Notice that in the case of ‘boostrap’, as it is a categorical variable, we do must define all its possible values. As well, in the ‘min_weight_fraction_leaf’, we used an additional parameter named distribution, this is useful to tell the optimizer from which data distribution it can sample some random values during the optimization.

Now, we are ready to set the GASearchCV, its the object that will allow us to run the fitting process using evolutionary algorihtms It has several options that we can use, for this first example, we’ll keep it very simple:

# The base classifier to tune
clf = RandomForestClassifier()

# Our cross-validation strategy (optional)
cv = StratifiedKFold(n_splits=3, shuffle=True)

# The main class from sklearn-genetic-opt
evolved_estimator = GASearchCV(estimator=clf,
                              cv=cv,
                              scoring='accuracy',
                              param_grid=param_grid,
                              n_jobs=-1,
                              verbose=True)

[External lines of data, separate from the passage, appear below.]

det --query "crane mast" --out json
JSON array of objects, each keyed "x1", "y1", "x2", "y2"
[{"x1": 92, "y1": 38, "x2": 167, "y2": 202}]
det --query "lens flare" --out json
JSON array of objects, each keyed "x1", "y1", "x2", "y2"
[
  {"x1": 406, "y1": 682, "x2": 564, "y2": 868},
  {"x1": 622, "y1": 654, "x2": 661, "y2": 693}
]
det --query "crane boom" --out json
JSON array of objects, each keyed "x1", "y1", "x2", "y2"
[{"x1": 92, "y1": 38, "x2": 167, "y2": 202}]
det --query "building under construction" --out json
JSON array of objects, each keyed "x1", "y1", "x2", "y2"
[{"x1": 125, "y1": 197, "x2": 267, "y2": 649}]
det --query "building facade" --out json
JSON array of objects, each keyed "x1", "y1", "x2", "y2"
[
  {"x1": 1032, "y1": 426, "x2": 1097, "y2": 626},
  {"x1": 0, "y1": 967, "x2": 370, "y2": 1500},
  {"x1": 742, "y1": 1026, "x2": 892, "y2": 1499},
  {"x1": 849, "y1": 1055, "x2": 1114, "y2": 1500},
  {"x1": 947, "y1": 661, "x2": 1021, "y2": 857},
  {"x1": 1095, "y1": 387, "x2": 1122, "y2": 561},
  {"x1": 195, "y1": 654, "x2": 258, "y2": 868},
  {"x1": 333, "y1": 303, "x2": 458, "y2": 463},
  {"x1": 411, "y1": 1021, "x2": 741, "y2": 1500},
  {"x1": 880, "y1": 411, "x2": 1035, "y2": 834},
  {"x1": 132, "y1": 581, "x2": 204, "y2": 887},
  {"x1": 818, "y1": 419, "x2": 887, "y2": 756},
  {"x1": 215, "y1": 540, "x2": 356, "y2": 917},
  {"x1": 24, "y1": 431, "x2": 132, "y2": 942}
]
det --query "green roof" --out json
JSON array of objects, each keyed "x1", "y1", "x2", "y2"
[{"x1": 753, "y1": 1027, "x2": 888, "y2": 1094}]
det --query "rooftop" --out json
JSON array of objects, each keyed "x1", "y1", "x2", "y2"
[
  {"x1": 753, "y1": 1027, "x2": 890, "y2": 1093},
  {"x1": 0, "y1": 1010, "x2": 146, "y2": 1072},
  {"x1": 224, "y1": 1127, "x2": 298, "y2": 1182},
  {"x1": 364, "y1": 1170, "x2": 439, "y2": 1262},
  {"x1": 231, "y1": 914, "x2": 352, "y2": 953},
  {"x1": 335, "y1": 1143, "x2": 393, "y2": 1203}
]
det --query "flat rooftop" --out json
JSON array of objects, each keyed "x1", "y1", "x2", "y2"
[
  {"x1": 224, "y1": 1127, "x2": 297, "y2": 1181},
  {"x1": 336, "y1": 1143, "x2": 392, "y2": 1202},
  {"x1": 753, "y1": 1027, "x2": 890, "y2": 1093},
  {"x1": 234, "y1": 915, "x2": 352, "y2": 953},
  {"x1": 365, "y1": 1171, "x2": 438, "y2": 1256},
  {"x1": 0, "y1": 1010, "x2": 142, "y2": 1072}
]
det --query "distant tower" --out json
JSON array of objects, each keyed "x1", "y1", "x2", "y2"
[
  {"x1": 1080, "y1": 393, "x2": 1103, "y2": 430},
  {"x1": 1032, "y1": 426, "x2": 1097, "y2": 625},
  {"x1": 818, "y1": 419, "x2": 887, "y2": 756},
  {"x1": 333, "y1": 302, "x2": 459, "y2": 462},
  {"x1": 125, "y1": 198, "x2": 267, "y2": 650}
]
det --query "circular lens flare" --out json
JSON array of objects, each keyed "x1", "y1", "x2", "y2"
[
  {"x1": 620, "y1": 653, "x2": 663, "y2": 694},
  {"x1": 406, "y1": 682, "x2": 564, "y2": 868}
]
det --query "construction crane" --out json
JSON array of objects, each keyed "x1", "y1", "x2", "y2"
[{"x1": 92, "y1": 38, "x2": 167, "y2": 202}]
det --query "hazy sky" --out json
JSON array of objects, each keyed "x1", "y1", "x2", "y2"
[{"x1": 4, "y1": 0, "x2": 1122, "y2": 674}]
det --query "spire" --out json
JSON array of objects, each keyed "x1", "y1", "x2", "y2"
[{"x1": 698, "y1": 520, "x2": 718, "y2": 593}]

So now the setup in ready, note that are others parameters that can be specified in GASearchCV, the ones we used, are equivalents to the meaning in scikit-learn, besides the one already explained, is worth to mention that the “metric” is going to be used as the optimization variable, so the algorithm will try to find the set of parameters that maximizes this metric.

We are ready to run the optimization routine:

 # Train and optimize the estimator
evolved_estimator.fit(X_train, y_train)

During the training process, you should see a log like this:

This log, shows us the metrics obtained in each iteration (generation), this is what each entry means:

gen: The number of the generation
nevals: How many hyperparameters were fitted in this generation
fitness: The average score metric in the cross-validation (validation set). In this case, the average accuracy across the folds of all the hyperparameters sets.
fitness_std The standard deviation of the cross-validations accuracy.
fitness_max The maximum individual score of all the models in this generation.
fitness_min The minimum individual score of all the models in this generation.

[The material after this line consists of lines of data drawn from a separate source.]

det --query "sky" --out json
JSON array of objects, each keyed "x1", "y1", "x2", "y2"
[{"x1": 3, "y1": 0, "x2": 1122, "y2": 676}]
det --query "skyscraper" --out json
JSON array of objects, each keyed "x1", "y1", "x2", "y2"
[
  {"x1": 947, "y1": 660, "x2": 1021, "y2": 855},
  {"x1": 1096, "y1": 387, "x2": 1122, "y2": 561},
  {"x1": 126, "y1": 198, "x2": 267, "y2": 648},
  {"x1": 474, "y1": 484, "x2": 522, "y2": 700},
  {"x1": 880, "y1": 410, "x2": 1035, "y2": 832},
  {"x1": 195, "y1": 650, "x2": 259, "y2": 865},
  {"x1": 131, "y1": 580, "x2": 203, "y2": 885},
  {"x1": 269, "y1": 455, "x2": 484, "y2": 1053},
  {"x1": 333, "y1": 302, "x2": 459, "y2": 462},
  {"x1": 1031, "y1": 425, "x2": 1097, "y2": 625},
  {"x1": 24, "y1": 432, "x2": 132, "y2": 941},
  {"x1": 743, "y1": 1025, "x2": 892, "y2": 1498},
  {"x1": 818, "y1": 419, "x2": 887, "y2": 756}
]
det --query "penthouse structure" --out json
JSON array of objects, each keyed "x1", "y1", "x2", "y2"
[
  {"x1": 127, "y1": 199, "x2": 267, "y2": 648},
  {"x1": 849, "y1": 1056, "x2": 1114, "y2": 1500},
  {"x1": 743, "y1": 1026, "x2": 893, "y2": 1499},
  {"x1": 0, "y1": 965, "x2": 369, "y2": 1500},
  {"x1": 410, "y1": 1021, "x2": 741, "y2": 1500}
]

After fitting the model, we have some extra methos to use the model right away. It will use by default the best set of hyperparameters it found, based in the cross-validation score:

# Best parameters found
print(evolved_estimator.best_params_)
# Use the model fitted with the best parameters
y_predict_ga = evolved_estimator.predict(X_test)
print(accuracy_score(y_test, y_predict_ga))

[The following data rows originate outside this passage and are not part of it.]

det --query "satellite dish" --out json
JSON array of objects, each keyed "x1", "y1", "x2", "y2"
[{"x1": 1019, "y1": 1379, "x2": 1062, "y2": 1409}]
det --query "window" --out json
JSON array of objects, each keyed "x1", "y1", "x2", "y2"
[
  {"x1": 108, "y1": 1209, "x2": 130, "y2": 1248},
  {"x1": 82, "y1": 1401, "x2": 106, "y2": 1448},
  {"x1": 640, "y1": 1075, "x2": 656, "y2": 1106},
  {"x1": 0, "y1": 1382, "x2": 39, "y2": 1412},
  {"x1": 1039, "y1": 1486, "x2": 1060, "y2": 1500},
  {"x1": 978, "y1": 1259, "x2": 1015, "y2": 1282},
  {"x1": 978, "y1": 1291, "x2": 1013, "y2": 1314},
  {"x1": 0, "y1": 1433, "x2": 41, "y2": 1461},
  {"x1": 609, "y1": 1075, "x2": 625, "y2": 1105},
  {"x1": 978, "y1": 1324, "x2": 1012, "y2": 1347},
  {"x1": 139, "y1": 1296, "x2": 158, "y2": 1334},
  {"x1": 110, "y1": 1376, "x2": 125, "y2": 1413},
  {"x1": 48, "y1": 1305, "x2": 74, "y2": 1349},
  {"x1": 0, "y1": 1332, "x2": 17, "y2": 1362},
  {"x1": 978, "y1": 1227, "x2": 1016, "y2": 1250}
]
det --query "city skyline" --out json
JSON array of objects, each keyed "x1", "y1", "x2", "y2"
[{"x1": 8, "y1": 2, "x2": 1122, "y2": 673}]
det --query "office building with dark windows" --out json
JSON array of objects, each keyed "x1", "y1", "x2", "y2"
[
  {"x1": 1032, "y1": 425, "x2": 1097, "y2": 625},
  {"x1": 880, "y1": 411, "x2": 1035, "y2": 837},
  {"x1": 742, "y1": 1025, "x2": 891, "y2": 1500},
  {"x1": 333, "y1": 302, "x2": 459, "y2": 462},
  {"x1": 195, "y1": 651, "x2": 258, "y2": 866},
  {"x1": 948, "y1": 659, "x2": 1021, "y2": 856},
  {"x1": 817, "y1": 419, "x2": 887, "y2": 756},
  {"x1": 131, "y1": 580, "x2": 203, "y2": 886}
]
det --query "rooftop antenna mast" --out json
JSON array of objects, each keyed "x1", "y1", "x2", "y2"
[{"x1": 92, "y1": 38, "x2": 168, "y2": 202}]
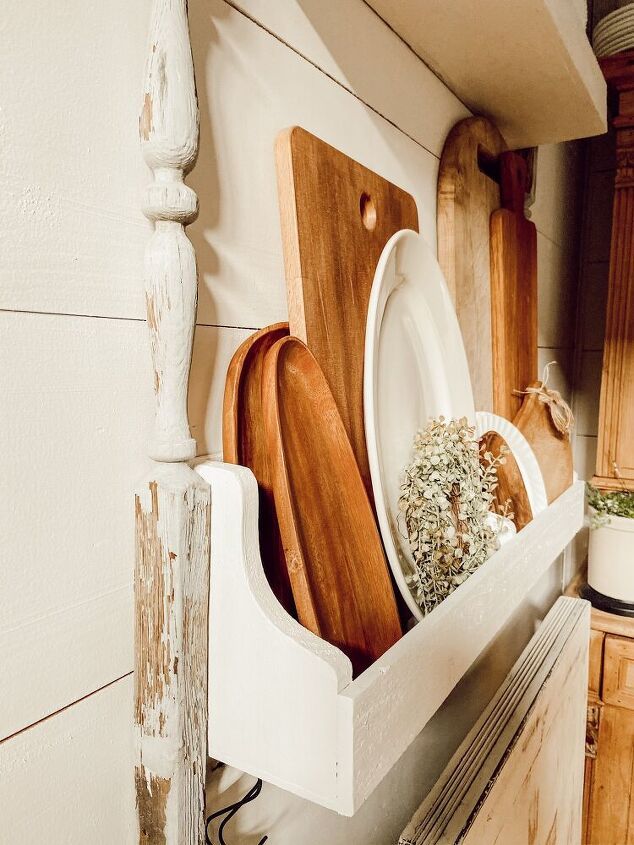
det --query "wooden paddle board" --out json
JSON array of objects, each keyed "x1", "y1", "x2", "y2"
[
  {"x1": 275, "y1": 126, "x2": 418, "y2": 504},
  {"x1": 222, "y1": 322, "x2": 295, "y2": 615},
  {"x1": 490, "y1": 151, "x2": 538, "y2": 420},
  {"x1": 263, "y1": 335, "x2": 402, "y2": 676},
  {"x1": 437, "y1": 116, "x2": 507, "y2": 412}
]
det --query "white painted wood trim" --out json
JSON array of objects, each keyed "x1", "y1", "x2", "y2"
[
  {"x1": 140, "y1": 0, "x2": 199, "y2": 463},
  {"x1": 135, "y1": 2, "x2": 211, "y2": 842},
  {"x1": 196, "y1": 460, "x2": 585, "y2": 816}
]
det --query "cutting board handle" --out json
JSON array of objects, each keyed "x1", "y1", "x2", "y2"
[{"x1": 499, "y1": 151, "x2": 528, "y2": 214}]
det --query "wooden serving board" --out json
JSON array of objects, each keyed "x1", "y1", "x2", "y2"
[
  {"x1": 487, "y1": 380, "x2": 573, "y2": 530},
  {"x1": 222, "y1": 322, "x2": 295, "y2": 615},
  {"x1": 275, "y1": 126, "x2": 418, "y2": 502},
  {"x1": 514, "y1": 381, "x2": 573, "y2": 504},
  {"x1": 490, "y1": 152, "x2": 538, "y2": 420},
  {"x1": 263, "y1": 336, "x2": 402, "y2": 676},
  {"x1": 437, "y1": 116, "x2": 507, "y2": 412}
]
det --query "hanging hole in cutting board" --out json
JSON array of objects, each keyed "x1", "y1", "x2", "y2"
[{"x1": 360, "y1": 192, "x2": 377, "y2": 231}]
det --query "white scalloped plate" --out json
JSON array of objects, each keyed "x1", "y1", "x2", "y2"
[
  {"x1": 364, "y1": 230, "x2": 547, "y2": 621},
  {"x1": 475, "y1": 411, "x2": 548, "y2": 518}
]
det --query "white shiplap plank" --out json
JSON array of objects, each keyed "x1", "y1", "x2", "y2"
[
  {"x1": 0, "y1": 588, "x2": 132, "y2": 745},
  {"x1": 537, "y1": 233, "x2": 575, "y2": 351},
  {"x1": 531, "y1": 142, "x2": 583, "y2": 249},
  {"x1": 573, "y1": 349, "x2": 603, "y2": 437},
  {"x1": 0, "y1": 0, "x2": 152, "y2": 320},
  {"x1": 2, "y1": 0, "x2": 449, "y2": 330},
  {"x1": 189, "y1": 0, "x2": 443, "y2": 329},
  {"x1": 223, "y1": 0, "x2": 469, "y2": 156},
  {"x1": 0, "y1": 311, "x2": 249, "y2": 739},
  {"x1": 0, "y1": 676, "x2": 136, "y2": 844}
]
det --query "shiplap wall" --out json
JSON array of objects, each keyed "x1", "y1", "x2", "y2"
[
  {"x1": 572, "y1": 122, "x2": 614, "y2": 484},
  {"x1": 0, "y1": 1, "x2": 585, "y2": 842}
]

In this case, we got an accuracy score in the test set of 0.93

Now lets use a couple more functions available in the package The first one, will help us to see the evolution of our metric over the generations

from sklearn_genetic.plots import plot_fitness_evolution
plot_fitness_evolution(evolved_estimator)
plt.show()

../_images/basic_usage_fitness_plot_3.png

At last, we can check the property called evolved_estimator.logbook, this is a deap’s logbook which stores all the results of every individual fitted model. sklearn-genetic-opt comes with a plot function to analize this log:

from sklearn_genetic.plots import plot_search_space
plot_search_space(evolved_estimator, features=['min_weight_fraction_leaf', 'max_depth', 'max_leaf_nodes', 'n_estimators'])
plt.show()

What this plot shows us, is the distribution of the sampled values for each hyperparameter. We can see for example in the ‘min_weight_fraction_leaf’ that the algorithm mostly sampled values bellow 0.15. You can also check every single combination of variables and the contour plot that represents the sampled values.

This concludes our introduction to the basic sklearn-genetic-opt usage. Further tutorials will cover the GASearchCV parameters, callbacks, different optimization algorithms and more advanced usage.